Many people are uncomfortable mingling during a networking event. We are often worried about what people will think of us. The easiest way to get around that is to put your focus on them. How? First of all, look for people who appear somewhat lonely, standing by themselves. They will appreciate you coming up to them asking what brings them to the event, etc. This helps get conversations going before you walk up to groups of people who might be engaged in a conversation. It is easier to enter a group when someone leaves and you can enter in comfortably. These tips will also help:
- People approach when your back is to light, such as standing in front of a window during the daytime
- Keep your posture erect, arms and fingers open, with a friendly smile that invites conversation
- Always hold your beverage in “left” hand to avoid wet and clammy handshake
The concept of interaction zones is used to illustrate individuals’ preferred zones of physical closeness during communication and interactions. Commonly defined as:
- Public space: 7 or more feet (where you want your grocery cart, space between you and the next one in the bathroom stall, an empty seat next to you in the theater)

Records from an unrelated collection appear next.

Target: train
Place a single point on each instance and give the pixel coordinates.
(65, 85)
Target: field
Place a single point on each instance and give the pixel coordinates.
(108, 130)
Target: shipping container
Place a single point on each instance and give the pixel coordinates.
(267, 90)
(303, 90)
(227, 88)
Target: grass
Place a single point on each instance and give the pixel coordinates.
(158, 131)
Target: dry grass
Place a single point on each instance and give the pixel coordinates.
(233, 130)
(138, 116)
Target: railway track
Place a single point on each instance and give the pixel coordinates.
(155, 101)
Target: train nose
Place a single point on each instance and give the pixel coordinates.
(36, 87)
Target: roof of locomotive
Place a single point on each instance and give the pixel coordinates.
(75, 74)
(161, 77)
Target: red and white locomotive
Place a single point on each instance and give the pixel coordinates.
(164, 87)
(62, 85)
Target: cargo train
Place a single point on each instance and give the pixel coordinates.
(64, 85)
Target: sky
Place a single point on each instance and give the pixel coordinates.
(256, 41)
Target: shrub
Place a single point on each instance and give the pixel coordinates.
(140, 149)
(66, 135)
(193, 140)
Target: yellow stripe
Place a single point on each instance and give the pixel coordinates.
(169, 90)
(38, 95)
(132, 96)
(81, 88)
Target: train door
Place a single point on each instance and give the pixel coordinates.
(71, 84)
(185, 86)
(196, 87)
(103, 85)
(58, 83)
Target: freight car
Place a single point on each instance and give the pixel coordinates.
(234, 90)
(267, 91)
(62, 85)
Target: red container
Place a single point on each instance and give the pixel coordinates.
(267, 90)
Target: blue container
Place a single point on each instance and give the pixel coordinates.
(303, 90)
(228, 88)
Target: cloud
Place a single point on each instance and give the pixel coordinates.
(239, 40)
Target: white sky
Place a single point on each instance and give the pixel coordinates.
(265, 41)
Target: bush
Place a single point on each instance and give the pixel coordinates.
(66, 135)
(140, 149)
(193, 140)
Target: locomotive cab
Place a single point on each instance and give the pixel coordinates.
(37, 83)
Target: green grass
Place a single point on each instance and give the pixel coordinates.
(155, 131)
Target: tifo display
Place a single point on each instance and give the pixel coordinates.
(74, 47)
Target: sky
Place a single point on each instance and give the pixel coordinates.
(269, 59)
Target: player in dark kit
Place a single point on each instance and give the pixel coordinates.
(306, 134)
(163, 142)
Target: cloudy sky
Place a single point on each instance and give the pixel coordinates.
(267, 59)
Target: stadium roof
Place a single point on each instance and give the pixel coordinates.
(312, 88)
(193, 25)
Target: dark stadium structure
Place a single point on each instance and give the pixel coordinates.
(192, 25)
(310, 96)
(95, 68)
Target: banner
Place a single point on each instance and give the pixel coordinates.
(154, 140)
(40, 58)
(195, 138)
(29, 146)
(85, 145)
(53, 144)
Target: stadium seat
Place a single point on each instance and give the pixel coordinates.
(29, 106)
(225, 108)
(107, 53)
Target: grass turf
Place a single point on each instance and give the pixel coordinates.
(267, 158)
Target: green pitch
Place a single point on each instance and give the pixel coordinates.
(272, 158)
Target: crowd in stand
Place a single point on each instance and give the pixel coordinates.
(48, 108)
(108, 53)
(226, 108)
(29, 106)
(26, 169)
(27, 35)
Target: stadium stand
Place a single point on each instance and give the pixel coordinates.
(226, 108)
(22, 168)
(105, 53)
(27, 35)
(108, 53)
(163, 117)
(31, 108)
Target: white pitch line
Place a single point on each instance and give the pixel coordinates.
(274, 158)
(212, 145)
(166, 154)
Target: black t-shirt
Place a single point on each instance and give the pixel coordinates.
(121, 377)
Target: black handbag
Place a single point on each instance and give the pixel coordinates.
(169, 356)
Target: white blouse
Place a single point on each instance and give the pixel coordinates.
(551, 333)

- Social: 3-6 feet (you’re part of a group but you don’t have to yell to be heard, you’re part of the inner circle)
- Personal: 1-2 feet, for more private conversations, closer interactions
- Intimate: 0-1 foot (not for business conversations)Remember, the best conversationalists are the ones with the best “listening” skills!
- Research indicates that group performance is enhanced at closer, face-to-face distances of approximately 18 inches. However, it’s important to note that this is too close for comfort for some individuals. Generally speaking, men tend to prefer greater distances in communication than women are comfortable with.
Smile, be open and engaging, ask questions, and be helpful referring others you know who could benefit the one you are speaking with. They will appreciate it and seek you out for a long-lasting relationship.